Bruckner is the first composer since Schubert about whom it is possible to make such generalizations. His symphonies deliberately followed a pattern, each one building on the achievements of its predecessors.... His melodic and harmonic style changed little, and it had as much of Schubert in it as of Wagner.... His technique in the development and transformation of themes, learnt from Beethoven, Liszt and Wagner, was unsurpassed, and he was almost the equal of Brahms in the art of melodic variation.[22]
Cooke adds, also in the New Grove,
Despite its general debt to Beethoven and Wagner, the "Bruckner Symphony" is a unique conception, not only because of the individuality of its spirit and its materials, but even more because of the absolute originality of its formal processes. At first, these processes seemed so strange and unprecedented that they were taken as evidence of sheer incompetence.... Now it is recognized that Bruckner's unorthodox structural methods were inevitable.... Bruckner created a new and monumental type of symphonic organism, which abjured the tense, dynamic continuity of Beethoven, and the broad, fluid continuity of Wagner, in order to express something profoundly different from either composer, something elemental and metaphysical.[23]
In a concert review, Bernard Holland described parts of the first movements of Bruckner's sixth and seventh symphonies as follows: "There is the same slow, broad introduction, the drawn-out climaxes that grow, pull back and then grow some more – a sort of musical coitus interruptus."[24]
In the 2001 Second Edition of the New Grove, Mark Evan Bonds called the Bruckner symphonies "monumental in scope and design, combining lyricism with an inherently polyphonic design.... Bruckner favored an approach to large-scale form that relied more on large-scale thematic and harmonic juxtaposition. Over the course of his output, one senses an ever-increasing interest in cyclic integration that culminates in his masterpiece, the Symphony No. 8 in C minor, a work whose final page integrates the main themes of all four movements simultaneously."[25]
Otto Kitzler, Bruckner's last composition teacher, set him three final tasks as the climax of his studies: a choral work (Psalm 112), an overture (the Overture in G minor), and a symphony. The last, completed in 1863, was then Bruckner's Study Symphony in F minor. Bruckner later rejected this work, but he did not destroy it. While it certainly reminds one of earlier composers such as Robert Schumann, it undeniably also bears the hallmarks of the later Bruckner style. Kitzler simply commented that the work was "not very inspired". It was first performed in 1924 and not published until 1973 and is occasionally listed as Symphony No. 00.
Bruckner's Symphony No. 1 in C minor (sometimes called by Bruckner "das kecke Beserl", roughly translated as "the saucy maid"[26]) was completed in 1866, but the original text of this symphony was not reconstructed until 1998. Instead, it is commonly known in two versions, the so-called Linz Version which is based mainly on rhythmical revisions made in 1877, and the completely revised Vienna Version of 1891, which begins to reveal his mature style, e.g. Symphony No. 8.

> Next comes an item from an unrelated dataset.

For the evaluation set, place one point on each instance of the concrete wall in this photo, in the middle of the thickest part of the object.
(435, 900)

Next was the so-called Symphony No. 0 in D minor of 1869, a work which was so harshly criticized that Bruckner retracted it completely, and it was not performed at all during his lifetime, hence his choice for the number of the symphony.
His next attempt was a sketch of the first movement to a Symphony in B-flat major, but he did no further work on it afterwards. This sketch can be heard on John Berky's site.[27]

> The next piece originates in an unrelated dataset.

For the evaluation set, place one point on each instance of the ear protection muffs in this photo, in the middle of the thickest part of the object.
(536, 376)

The Symphony No. 2 in C minor of 1872 was revised in 1873, 1876, 1877 and 1892. It is sometimes called the Symphony of Pauses for its dramatic use of whole-orchestra rests, which accentuate the form of the piece. In the Carragan edition of the 1872 version, the Scherzo is placed second and the Adagio third. It is in the same key as No. 1.[28]
Bruckner presented his Symphony No. 3 in D minor, written in 1873, to Wagner along with the Second, asking which of them he might dedicate to him. Wagner chose the Third, and Bruckner sent him a fair copy soon after, which is why the original version of the Wagner Symphony is preserved so well despite revisions in 1874, 1876, 1877 and 1888–9. One factor that helped Wagner choose which symphony to accept the dedication of was that the Third contains quotations from Wagner's music dramas, such as Die Walküre and Lohengrin.[29] These quotations were taken out in the revised versions.
Bruckner's first great success was his Symphony No. 4 in E flat major, more commonly known as the Romantic Symphony, the only epithet applied to a symphony by the composer himself. The 1874 version has been seldom played and success came only after major revisions in 1878, including a completely new scherzo and finale, and again in 1880–1, once again with a completely rewritten finale. This version was premiered in 1881 (under the conductor Hans Richter). Bruckner made more minor revisions of this symphony in 1886–8.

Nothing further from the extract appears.